The actions that can be taken in a state $(i,S)$ depend on whether rack $i$ is open or not. If the door is reached without parking, one can either incur the cost $C$ or backtrack. Next, if forward progress is still possible and rack $i$ is open, the options are to park, backtrack, or continue forward. In the case that forward progress is possible but parking is not, the options are only to backtrack or continue forward.
\[\mathcal{A}(i,S) = \begin{cases} \\{\text{Incur cost } C,\text{Backtrack to }j > i\\} & i = 0,j \in S,i \in S \\ \\{\text{Park},\text{Backtrack to }j > i, \text{Forward to }i-1 \\} & i > 0,j \in S, i \in S \\ \\{\text{Backtrack to }j > i, \text{Forward to }i-1 \\} & i > 0,j \in S, i \notin S \\ \end{cases}\]Upon parking, a terminal state is reached with cost $c_i$ for rack $i$ or $C$ if all racks are passed and backtracking not chosen. If the action chosen is backtracking to rack $j$, then the new state is $(j,S)$ with probability 1. Finally, if continuing forward is chosen, state $(i-1, S \cup \{i-1\})$ is reached with probability $\rho$ and state $(i-1, S)$ is reached with probability $1-\rho$. The value of a state, $V(i,S)$, defined as
\[V(i,S) = min_{a \in \mathcal{A}(i,s)} Q(i,S,a)\]can be computed relatively easily, as the Q-values more or less fall right out from the discussion above.

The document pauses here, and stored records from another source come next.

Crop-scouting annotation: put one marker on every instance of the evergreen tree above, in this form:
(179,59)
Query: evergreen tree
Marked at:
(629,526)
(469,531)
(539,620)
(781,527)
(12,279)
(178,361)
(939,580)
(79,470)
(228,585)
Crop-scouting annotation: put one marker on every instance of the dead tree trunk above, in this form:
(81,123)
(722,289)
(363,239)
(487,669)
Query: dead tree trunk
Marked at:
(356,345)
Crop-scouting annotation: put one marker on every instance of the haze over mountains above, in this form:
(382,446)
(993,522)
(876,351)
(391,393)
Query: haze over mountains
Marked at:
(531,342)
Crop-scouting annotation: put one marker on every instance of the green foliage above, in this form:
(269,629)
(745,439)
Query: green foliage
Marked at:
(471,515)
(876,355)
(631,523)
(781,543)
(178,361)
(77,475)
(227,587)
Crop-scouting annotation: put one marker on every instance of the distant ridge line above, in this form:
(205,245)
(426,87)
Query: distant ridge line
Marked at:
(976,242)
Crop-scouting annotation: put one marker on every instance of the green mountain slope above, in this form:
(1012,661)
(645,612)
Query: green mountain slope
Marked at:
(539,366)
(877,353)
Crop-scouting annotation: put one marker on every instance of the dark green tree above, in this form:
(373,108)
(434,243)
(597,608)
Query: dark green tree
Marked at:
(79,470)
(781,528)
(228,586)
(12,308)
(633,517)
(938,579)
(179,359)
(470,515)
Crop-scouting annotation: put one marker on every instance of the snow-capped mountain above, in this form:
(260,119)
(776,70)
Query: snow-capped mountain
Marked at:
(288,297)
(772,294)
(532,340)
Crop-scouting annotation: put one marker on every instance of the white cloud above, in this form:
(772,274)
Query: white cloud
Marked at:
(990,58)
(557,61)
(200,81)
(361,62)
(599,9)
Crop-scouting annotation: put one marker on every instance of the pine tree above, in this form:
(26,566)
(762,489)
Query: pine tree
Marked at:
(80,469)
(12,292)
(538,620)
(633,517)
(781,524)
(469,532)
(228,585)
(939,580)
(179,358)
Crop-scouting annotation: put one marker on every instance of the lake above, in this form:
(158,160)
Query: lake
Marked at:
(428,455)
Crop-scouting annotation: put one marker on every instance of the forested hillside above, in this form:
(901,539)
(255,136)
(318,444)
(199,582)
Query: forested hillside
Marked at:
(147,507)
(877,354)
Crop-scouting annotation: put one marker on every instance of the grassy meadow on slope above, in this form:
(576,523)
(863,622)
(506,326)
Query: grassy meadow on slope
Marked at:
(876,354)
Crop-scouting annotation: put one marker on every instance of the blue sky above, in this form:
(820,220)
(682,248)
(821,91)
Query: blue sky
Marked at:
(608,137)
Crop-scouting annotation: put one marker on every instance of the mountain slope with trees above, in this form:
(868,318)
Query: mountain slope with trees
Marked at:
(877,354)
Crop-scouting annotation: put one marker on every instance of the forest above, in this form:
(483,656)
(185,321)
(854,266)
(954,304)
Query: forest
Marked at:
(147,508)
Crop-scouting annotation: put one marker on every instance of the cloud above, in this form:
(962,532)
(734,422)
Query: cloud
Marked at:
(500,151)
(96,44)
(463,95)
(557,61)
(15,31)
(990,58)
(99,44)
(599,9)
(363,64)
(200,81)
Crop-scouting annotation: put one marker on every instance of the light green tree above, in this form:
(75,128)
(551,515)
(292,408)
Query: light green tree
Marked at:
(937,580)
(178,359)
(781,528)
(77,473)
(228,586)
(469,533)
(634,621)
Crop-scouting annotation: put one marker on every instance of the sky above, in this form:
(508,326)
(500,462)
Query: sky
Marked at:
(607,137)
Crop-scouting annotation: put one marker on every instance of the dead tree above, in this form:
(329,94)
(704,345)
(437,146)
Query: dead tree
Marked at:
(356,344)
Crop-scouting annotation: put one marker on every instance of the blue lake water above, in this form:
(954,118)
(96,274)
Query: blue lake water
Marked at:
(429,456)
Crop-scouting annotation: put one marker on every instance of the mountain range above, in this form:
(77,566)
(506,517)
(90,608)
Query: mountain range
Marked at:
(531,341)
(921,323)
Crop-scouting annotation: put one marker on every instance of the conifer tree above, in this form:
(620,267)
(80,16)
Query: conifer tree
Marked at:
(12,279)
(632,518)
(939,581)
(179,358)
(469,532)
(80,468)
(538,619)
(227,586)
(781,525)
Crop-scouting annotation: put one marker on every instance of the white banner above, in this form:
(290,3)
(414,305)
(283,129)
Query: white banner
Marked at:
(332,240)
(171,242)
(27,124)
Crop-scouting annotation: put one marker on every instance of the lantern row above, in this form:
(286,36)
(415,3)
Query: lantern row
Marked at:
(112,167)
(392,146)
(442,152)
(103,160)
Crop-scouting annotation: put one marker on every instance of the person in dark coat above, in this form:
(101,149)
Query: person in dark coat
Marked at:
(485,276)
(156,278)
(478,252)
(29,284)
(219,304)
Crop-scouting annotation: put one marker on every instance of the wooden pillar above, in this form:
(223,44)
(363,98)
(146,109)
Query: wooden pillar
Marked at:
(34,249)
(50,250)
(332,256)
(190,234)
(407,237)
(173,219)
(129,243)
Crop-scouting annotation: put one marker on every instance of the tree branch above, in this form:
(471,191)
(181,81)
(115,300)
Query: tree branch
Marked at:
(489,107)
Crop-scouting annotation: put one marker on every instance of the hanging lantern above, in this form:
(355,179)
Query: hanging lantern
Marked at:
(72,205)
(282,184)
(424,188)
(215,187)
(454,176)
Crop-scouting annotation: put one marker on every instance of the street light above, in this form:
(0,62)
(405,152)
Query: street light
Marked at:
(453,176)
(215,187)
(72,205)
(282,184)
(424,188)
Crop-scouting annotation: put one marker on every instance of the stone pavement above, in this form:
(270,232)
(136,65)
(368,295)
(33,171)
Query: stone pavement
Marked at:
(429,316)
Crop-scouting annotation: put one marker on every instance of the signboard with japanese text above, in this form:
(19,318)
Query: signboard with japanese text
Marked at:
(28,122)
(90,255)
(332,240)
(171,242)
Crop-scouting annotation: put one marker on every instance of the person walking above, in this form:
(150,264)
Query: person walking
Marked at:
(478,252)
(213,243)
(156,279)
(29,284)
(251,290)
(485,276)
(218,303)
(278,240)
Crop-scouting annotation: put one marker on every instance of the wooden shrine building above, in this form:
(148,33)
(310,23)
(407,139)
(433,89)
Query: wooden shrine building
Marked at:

\[Q(i,S,\text{Park}) = c_i\\\] \[Q(i,S,\text{Forward}) = \rho V(i-1, S \cup \\{i-1\\}) + (1-\rho)V(i-1, S)\\\] \[Q(i,S,\text{Backtrack to }j) = V(j, S)\\\]Unfortunately, the number of states is exponential in the number of racks in the worst case, as there are funky policies that could put you in any rack position with any combination of open/closed racks. However, we often wouldn’t see this in practice. Given a vector of costs $c_i$ and backtrack costs $b_{ij}$, one can use a branch-and-bound approach to enumerate the states, pruning out branches that only include options that would never be taken under the costs provided.
One way to make the computation more feasible is to impose constraints on $c_i$ and $b_{ij}$. It is natural to assume that parking at a rack seen earlier is more costly than parking at a later rack, and that backtracking further costs more, i.e.,
\[c_i > c_{i-1}\\\] \[b_{ij+1} > b_{ij}.\\\]With these assumptions, it would never make sense to backtrack, since a backtracking cost would be incurred just to park at a more costly rack! The inclusion of both monotonicity constraints reduces the problem to the first one we considered, but both of these monotonicity constraints seem natural to me.
I like to think that we have considered models of bike parking that are rich and decently realistic. However, they are all still built on the assumption that spots are filled randomly with equal probability. A very natural way to add complexity is to model the opening probabilities as a function of cost or rack index. That could make a lot of sense in settings where there is only one place people could be heading towards, so everyone has a similar objective (time or distance) and same priority. Additionally, a natural next step would be to estimate $p$ from observed parking, rather than taking it as a known quantity. One could then combine those two additional complexities as well. I hope to explore these possibilities in future posts, potentially extending this one.
Along with using this approach to understand bike parking, one could use it to model parking in large parking lots such as Costco or in parking garages, where there are multiple discrete parking options to observe (parking lot aisles for Costco or levels for a parking garage), and one must decide whether to park at an observed open spot or to continue to a more desirable location.